초록

In line with the recently strengthened chemical regulations, a very large amount of chemical substance hazard information is being produced and updated irregularly, and the information is provided in text form on the homepages of ECHA, NCIS, and KOSHA. Manually collecting necessary information from a vast harmfulness information DB has problems such as high cost, long time, and human error in the information collection process. In order to supplement these problems and efficiently collect hazard information, this study developed a hazard information collection algorithm that automatically collects hazard information of chemicals from big data on the ECHA website.
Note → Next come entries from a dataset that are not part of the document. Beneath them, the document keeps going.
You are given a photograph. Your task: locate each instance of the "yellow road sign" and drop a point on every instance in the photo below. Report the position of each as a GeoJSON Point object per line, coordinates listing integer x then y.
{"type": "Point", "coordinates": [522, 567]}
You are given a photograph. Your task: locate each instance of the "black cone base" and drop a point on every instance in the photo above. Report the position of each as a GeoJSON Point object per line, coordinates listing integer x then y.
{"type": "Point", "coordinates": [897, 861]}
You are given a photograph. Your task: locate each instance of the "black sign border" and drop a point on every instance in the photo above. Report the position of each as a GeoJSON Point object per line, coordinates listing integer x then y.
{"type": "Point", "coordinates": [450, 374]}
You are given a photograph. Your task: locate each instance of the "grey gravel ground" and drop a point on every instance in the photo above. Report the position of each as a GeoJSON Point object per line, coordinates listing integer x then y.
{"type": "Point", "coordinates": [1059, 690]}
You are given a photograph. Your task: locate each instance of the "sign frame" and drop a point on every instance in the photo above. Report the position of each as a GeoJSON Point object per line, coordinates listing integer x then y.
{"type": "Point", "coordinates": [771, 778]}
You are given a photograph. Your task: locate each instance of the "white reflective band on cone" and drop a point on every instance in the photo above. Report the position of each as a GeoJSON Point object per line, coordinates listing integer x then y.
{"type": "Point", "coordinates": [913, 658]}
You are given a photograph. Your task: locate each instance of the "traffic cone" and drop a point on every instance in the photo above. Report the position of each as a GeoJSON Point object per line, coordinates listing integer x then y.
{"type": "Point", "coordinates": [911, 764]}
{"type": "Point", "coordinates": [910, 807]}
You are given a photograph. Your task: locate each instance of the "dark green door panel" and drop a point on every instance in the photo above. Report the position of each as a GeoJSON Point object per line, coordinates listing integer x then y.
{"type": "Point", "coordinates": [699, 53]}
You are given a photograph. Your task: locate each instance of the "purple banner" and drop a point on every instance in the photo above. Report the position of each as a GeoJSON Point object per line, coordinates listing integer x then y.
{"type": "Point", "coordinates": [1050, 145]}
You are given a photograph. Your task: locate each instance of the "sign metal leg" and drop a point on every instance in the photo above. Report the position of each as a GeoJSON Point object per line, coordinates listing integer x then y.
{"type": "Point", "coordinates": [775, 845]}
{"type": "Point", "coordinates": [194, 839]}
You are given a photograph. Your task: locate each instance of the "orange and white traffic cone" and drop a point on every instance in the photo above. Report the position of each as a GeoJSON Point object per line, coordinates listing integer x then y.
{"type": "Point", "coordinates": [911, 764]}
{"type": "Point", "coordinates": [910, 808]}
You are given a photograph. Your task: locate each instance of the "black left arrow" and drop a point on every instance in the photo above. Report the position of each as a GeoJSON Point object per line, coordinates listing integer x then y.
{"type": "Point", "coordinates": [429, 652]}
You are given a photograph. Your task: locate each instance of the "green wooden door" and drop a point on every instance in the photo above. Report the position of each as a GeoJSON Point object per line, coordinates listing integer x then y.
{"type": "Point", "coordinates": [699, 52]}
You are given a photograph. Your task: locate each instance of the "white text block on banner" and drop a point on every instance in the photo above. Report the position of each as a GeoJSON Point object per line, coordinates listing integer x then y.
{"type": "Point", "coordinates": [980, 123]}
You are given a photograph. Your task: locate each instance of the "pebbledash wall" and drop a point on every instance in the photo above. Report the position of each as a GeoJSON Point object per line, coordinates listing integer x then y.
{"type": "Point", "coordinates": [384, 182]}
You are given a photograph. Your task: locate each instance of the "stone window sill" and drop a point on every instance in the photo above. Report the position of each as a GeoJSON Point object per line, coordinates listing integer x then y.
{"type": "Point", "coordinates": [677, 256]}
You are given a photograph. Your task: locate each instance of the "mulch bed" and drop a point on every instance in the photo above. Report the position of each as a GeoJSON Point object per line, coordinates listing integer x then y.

In this study, among ECHA's big data, the hazard information collection process, such as classification and display of human and environmental hazards that are classified as GHS, toxicity value end point, exposure period, etc., was developed as an algorithm, and the developed algorithm was coded and RPA with crawling technique applied Crawler was developed. In the process of developing the hazard information collection algorithm, unstandardized data was identified due to the variety of hazard information that the ECHA DB has, and it was determined that a verification procedure was needed to ensure that the crawler accurately collects hazard information. The accuracy of the hazard information collection algorithm was verified by comparing the hazard information manually generated for 25 chemical substances with the hazard information DB generated by the crawler. The algorithm of the hazard items that occurred was supplemented and corrected.